The thing about studying is that it’s one of the things that technology can’t do for us. No matter what developments that Apple or Google comes up with, we still have to do our own learning. There’s no app that can automate learning for us. There’s no machine that can study for us. Technology can help us, but we have to do our own learning ourselves. And we don’t need to be all that high-tech for that.
In fact, low-tech might be just what we need. We are analog beings after all. We have minds housed in brains housed in bone and muscle. We need tangible, corporeal methods and techniques to bring out the best out of ourselves, not suppressing the physical, but embracing and harnessing it to achieve our study goals.
Set the Scene
Our study environment is crucial. They key is to help body and mind find that optimum state for learning — somewhere between hyperalertness and lethargy. We need just enough stimuli and just enough calm to be mentally open and retentive.

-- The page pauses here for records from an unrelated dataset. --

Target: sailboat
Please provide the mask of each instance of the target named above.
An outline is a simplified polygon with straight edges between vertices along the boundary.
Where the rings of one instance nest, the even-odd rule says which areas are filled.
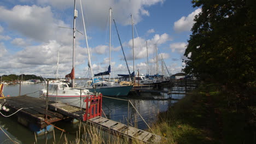
[[[132,88],[132,85],[123,86],[119,83],[110,81],[111,73],[111,14],[112,9],[109,8],[109,65],[108,70],[94,75],[94,76],[109,75],[108,81],[101,79],[93,79],[90,86],[86,87],[91,92],[100,92],[106,96],[126,96]],[[91,69],[91,67],[90,68]]]
[[[77,17],[77,10],[75,9],[75,0],[74,4],[74,20],[73,20],[73,67],[71,73],[66,75],[66,78],[70,78],[72,82],[71,85],[67,83],[56,81],[49,83],[48,91],[44,88],[39,91],[40,97],[45,98],[48,95],[49,99],[56,102],[67,103],[69,105],[80,107],[85,106],[83,102],[84,99],[88,96],[95,95],[93,93],[88,89],[78,88],[75,87],[75,63],[74,63],[74,50],[75,38],[75,18]],[[82,6],[81,6],[82,7]],[[88,53],[89,54],[89,53]]]

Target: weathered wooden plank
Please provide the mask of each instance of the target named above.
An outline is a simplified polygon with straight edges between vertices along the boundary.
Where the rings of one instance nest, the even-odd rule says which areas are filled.
[[[133,136],[134,134],[137,133],[139,130],[133,127],[129,127],[128,129],[128,135]]]
[[[101,123],[102,122],[106,121],[106,120],[107,120],[107,118],[103,118],[103,117],[101,117],[100,118],[97,118],[97,119],[95,119],[93,122],[94,123]]]
[[[102,123],[101,125],[107,127],[109,127],[109,128],[110,128],[111,126],[112,126],[112,125],[114,125],[114,124],[115,124],[117,123],[118,123],[115,122],[115,121],[109,120],[109,121],[107,121],[106,122]]]
[[[112,129],[114,130],[118,130],[121,127],[125,126],[124,124],[121,123],[119,123],[117,126],[112,127]]]
[[[145,137],[144,137],[144,139],[142,139],[142,140],[147,142],[148,140],[152,136],[153,136],[152,134],[149,133],[148,133],[148,134],[148,134],[147,136],[146,136]]]
[[[146,137],[149,134],[148,133],[144,131],[142,131],[141,133],[139,134],[137,136],[136,136],[139,140],[143,140],[145,137]]]

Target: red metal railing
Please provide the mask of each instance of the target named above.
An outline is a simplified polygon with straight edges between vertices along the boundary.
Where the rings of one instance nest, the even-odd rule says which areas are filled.
[[[84,115],[84,121],[90,118],[101,116],[101,107],[102,106],[102,95],[88,96],[84,100],[86,103],[85,113]]]

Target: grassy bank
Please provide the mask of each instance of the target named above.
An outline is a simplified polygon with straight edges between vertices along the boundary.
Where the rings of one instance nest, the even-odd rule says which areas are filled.
[[[153,130],[164,143],[255,143],[255,105],[241,106],[230,94],[203,84],[160,113]]]

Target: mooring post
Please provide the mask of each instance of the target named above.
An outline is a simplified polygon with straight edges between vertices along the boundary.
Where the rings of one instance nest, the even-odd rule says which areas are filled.
[[[129,129],[129,109],[130,109],[130,100],[128,99],[128,112],[127,118],[127,140],[129,141],[129,139],[128,137],[128,130]]]
[[[46,111],[45,111],[45,119],[47,119],[47,117],[48,117],[48,112],[47,111],[48,111],[48,92],[49,92],[49,80],[47,80],[47,89],[46,89]]]
[[[19,92],[19,96],[20,96],[21,89],[21,81],[20,81],[20,91]]]
[[[82,89],[80,89],[80,110],[82,110]]]

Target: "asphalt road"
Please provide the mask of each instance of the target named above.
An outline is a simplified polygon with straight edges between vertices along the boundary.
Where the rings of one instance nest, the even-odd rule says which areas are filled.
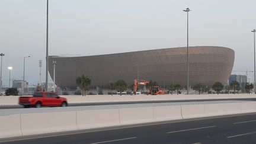
[[[256,98],[220,98],[220,99],[204,99],[204,100],[169,100],[169,101],[140,101],[102,102],[102,103],[73,103],[73,104],[69,104],[69,106],[76,107],[76,106],[104,105],[114,105],[114,104],[196,102],[196,101],[227,101],[227,100],[256,101]],[[19,105],[0,106],[0,110],[1,109],[23,108],[23,107]]]
[[[1,142],[5,141],[5,142]],[[0,139],[0,143],[255,143],[256,113]]]

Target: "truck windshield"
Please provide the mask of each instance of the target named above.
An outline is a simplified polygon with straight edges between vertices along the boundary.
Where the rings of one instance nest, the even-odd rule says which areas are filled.
[[[43,94],[40,92],[35,92],[33,94],[34,97],[43,97]]]

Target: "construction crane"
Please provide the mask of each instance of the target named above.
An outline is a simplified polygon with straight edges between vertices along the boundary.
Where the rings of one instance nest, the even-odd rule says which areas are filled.
[[[134,85],[133,85],[133,93],[135,95],[136,94],[137,88],[138,85],[147,85],[149,84],[149,82],[147,81],[141,80],[141,79],[135,79],[134,80]],[[165,94],[165,90],[161,89],[159,86],[154,85],[151,87],[149,89],[150,94],[151,95],[159,95],[159,94]]]
[[[233,71],[232,72],[245,72],[245,75],[248,78],[248,72],[254,72],[254,71],[247,71],[247,69],[246,71]]]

Take away the distractions that disrupt our focus and momentum. Let’s keep our phones in silent mode and turn off our desktop Facebook notifications. We can use a program like Cold Turkey to do this for us.

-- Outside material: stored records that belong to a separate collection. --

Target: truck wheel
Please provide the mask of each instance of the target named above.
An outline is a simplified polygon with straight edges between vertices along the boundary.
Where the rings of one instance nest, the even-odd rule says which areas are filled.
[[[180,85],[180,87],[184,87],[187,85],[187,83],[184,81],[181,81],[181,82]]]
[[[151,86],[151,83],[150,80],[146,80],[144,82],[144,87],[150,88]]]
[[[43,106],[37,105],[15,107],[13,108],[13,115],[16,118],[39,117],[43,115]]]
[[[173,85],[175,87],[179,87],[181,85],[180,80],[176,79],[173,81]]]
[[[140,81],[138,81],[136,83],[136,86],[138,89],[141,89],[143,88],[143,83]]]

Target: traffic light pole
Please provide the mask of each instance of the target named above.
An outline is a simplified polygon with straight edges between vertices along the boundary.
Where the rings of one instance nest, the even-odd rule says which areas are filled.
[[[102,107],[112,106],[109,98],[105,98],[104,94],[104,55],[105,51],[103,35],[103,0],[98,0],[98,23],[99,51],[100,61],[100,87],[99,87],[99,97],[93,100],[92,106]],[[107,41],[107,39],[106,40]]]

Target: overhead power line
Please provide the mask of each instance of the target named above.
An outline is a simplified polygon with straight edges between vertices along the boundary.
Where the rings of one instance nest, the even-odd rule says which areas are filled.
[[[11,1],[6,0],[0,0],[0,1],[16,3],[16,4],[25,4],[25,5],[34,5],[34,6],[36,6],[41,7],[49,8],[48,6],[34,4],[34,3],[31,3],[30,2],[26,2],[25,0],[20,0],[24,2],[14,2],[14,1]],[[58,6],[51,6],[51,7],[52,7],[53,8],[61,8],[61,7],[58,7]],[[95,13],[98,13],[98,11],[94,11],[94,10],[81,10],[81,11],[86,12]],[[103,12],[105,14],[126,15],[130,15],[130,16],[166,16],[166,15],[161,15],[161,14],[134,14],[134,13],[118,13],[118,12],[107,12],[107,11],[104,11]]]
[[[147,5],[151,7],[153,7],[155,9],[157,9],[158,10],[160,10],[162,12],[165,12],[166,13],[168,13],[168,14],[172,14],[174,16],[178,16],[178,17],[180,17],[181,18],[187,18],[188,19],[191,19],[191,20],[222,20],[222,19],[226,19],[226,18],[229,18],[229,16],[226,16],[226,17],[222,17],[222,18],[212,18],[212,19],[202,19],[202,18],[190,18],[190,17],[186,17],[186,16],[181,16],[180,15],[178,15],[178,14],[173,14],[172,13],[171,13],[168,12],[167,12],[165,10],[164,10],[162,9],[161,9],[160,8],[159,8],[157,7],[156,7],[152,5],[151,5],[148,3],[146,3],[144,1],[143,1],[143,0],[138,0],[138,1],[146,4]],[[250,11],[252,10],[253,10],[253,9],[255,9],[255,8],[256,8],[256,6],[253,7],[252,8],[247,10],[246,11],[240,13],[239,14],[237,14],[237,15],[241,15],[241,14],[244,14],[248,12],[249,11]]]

The basic idea is: we don’t want any pinging when we’re reading Descartes.
Turn the Volume Down
Music could actually help us study better, but keep it low. We only need it as a kind of white noise. The genre depends on our musical taste, but in general it should be instrumental, because music with words engages our language processing faculties which we’d want to reserve for understanding our reading material.
Put on Some Light
A dimly lit room will only make us sleepy. Daylight would be awesome, but if not, something close to daylight would do nicely too.
A couple of minutes of breathing and meditation calms the body and mind and would greatly increase our focus and concentration. Taking intermittent breaks to do it again would help keep our minds up and running.
Drink and Eat
We have to prime our bodies to study. We want to stay nice and hydrated all throughout our study time, so let’s keep some water within reach. A plate of light munchies, such as nuts or dark chocolate nibbles would be great too. We don’t want to be hungry as we study, but we don’t want to be stuffed either.

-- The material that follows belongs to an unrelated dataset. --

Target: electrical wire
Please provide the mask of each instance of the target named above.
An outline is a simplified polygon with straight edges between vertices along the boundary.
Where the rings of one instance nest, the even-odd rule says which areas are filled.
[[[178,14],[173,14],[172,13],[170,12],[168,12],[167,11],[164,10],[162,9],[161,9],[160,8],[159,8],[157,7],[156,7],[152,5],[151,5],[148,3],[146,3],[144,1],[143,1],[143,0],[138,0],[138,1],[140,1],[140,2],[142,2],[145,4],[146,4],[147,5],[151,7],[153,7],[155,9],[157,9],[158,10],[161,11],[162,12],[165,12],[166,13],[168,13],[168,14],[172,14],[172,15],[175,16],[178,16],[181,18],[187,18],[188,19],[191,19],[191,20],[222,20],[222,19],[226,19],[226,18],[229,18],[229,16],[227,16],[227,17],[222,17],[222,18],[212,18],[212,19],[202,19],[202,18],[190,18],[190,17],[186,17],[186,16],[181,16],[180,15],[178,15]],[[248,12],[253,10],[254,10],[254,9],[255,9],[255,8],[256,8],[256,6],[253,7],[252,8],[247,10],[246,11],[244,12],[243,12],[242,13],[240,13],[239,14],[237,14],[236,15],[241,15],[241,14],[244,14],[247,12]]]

Assimilate the Study Material
One key mistake that we make when we study is to be passive. Learning is not just about reading. It is about processing and assimilating what we’ve read. We have to get not just our minds to get with the program, but you have to get the rest of who we are to participate. That’s why we take the time to set the scene in the previous section — we prepare and prime the body to learn. In this section, we learn how to use the body to help us learn and retain what we’ve learned.
Take Handwritten Notes
These days we may have taken to tapping our class notes on our tablets and laptops, but the latest research findings indicate that students who write their notes by hand using old-school pen and paper retain more of what they’ve learned during a lecture. Although typing produces more copious notes, writing them out by hand forces us to listen more, and digest what we hear a little bit more. Therefore just from the mere act of writing, we’ve already done some pretty heavy learning right off the bat. To maximize the efficiency of this learning technique, there are a myriad of note-taking techniques that we can use.
Speak/Read Out Loud
Our senses are the only ways by which information enters our brains. The thing is we tend to rely only on one of them — the sense of sight. We mostly use our eyes just to read and use just this one sense as a channel of information. If we read aloud, we add our sense of hearing into the mix, and this helps us remember a piece of information more efficiently than just reading it silently again and again.
Use Your Other Senses
We can bring our other senses and use them as learning pathways. One tip that we can use is to use a particular scent or taste into our study experience by chewing a particular kind of gum or wearing a unique cologne. Then when it’s time to take the exam, we chew the same gum or spritz on the same scent, which would help to put our notes or our textbook back in front of us as we try to recall what we’ve learned.
This may seem counterintuitive, but it is recommended that we take 5-minute breaks after every 25 minutes of intense studying. This allows the mind to detach and refresh itself to better enable it to retain more.
Also, let’s not stay up all night before the exams. Sleep is a vital process for assimilating memories as well as revitalizing the mind. You need to be awake and in tip-top mental condition when you take that exam.
When you’re feeling tired and lethargic as you study, think about your end game. It’s not just about acing (or just passing) that test, it’s about getting that dream job. It’s not about sailing through that microbiology exam — it’s ultimately about protecting your future patients from diseases when you finally become a doctor.